Earlier this week, I published two articles (here and here) explaining why Australia’s mass immigration program – which adds around a Canberra-worth of population every year – will make it next to impossible to meet our Paris Agreement targets to reduce carbon emissions.
The logic is simple: adding millions more people to Australia’s population means millions more energy users and carbon emitters, making achieving our emissions targets so much more difficult.
Several commenters attacked my view, claiming that climate change is a global problem. Therefore, it doesn’t matter where people live.
Moreover, they claimed that slowing Australia’s population growth would do little to stop global over-population. This is true; although exactly the same argument could be made that reducing Australia’s emissions would do little to lower global carbon emissions.
Ultimately, Australia can only control what happens within its own borders. And growing the population so fast is unambiguously negative for Australia’s environment, water security, liveability, housing affordability, as well as meeting our emissions reduction targets. So why go down this path?
While climate change is a global problem, most commentators (myself included) believe that Australia should act locally. The only difference is that, unlike me, many of these same commentators do not believe that Australia should act locally on population growth, even though it too is a global problem. Spot the contradiction?
There is another problem with their view that it doesn’t matter where people live. The fact is that when migrants from developing nations come to Australia, their carbon footprints grow significantly.
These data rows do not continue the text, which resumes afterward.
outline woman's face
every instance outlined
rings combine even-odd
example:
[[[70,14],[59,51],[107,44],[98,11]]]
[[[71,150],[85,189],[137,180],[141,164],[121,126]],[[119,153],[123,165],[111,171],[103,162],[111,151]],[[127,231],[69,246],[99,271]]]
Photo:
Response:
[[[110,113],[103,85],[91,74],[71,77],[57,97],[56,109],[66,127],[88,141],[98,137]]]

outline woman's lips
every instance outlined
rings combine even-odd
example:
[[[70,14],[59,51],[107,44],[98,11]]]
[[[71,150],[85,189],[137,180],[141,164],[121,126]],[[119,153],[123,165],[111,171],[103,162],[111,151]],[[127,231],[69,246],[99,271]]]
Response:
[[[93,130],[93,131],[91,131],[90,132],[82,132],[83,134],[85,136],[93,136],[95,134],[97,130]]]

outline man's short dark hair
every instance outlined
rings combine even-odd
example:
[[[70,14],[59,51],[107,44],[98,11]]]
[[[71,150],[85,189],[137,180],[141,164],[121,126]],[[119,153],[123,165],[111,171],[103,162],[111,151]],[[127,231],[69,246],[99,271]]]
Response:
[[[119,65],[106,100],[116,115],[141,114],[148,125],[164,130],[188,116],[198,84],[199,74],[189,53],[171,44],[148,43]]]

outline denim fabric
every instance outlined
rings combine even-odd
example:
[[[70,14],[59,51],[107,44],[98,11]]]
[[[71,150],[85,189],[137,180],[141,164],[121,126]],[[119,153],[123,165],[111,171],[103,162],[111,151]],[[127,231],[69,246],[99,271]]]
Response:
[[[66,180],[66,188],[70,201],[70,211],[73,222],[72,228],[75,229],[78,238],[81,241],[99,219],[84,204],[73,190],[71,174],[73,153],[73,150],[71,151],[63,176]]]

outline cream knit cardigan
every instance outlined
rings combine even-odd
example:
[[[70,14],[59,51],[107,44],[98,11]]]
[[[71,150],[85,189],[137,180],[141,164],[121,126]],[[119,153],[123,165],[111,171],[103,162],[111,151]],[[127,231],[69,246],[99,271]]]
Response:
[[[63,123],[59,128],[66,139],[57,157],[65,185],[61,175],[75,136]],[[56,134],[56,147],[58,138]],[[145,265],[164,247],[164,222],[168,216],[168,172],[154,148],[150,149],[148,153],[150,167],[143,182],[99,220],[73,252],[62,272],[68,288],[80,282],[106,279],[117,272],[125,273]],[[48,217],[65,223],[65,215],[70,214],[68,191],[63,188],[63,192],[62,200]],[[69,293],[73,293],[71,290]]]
A case in point is China, which is now Australia’s second largest migrant group, as well as one of the fastest growing:
A recent Swinburn University study showed that Chinese-born migrants have giant ecological footprints that dwarfs the Australian-born population:
In 2010, China overtook the United Kingdom as Australia’s largest source of permanent migrants (a position now held by India). Since then, China-born migrants have averaged around 15% of the annual intake…
Our findings are based on an extensive face-to-face survey of 61 China-born and 72 Australia-born residents. The main findings were as follows.
Within a decade of arrival in Melbourne, China-born urban consumption patterns were more than three times their consumption before their migration…
It is apparent that consumer acculturation is the major process by which Chinese migrants have come to mirror the host society in Australia. Cultural integration is less evident – it lags consumer acculturation. This was clear from a comparison of scores on a Cultural and Linguistic Difference (CALD) Index.
The index incorporated measures of birthplace, English proficiency, religion, food preferences, participation in entertainment and festivals, avenues of social interaction and engagement with neighbourhood communities. The gap between the China-born and Australia-born groups’ scores on the CALD Index was significant (see Figure 1). This suggests a strong cultural influence on the China-born group’s urban consumption behaviours is likely…
A comparison of the different components of the ecological footprints of China-born and Australia-born residents was also revealing. Housing footprints measuring the size and type of dwelling occupied by the China-born residents were 18% larger overall.
This may be due to the role housing plays in reflecting an attained status (mien-tzu, or “to save face”) within the host society. Consumption levels that outstrip those of Australia-born residents indicate the potential danger of housing consumption being used to indicate “successful” settlement in Australia.
Food footprints of the China-born were 16% larger than the Australia-born. This reflected higher consumption of meat and dairy products and lower consumption of home-grown vegetables. Carbon footprints of the China-born were 37% bigger, mainly as a result of more frequent overseas travel.
Thus, while Australia’s mass immigration program is unambiguously hampering its ability to meet the Paris Agreement emissions reduction targets, it could also be raising Australia’s per capita emissions (other things equal).
As an aside, the glutenous consumption and high carbon footprint of Chinese-born migrants comes despite them being the second lowest paid diaspora, earning considerably less than the Australian-born population, according to the ABS:
In any event, it is a bad result for Australia and the world.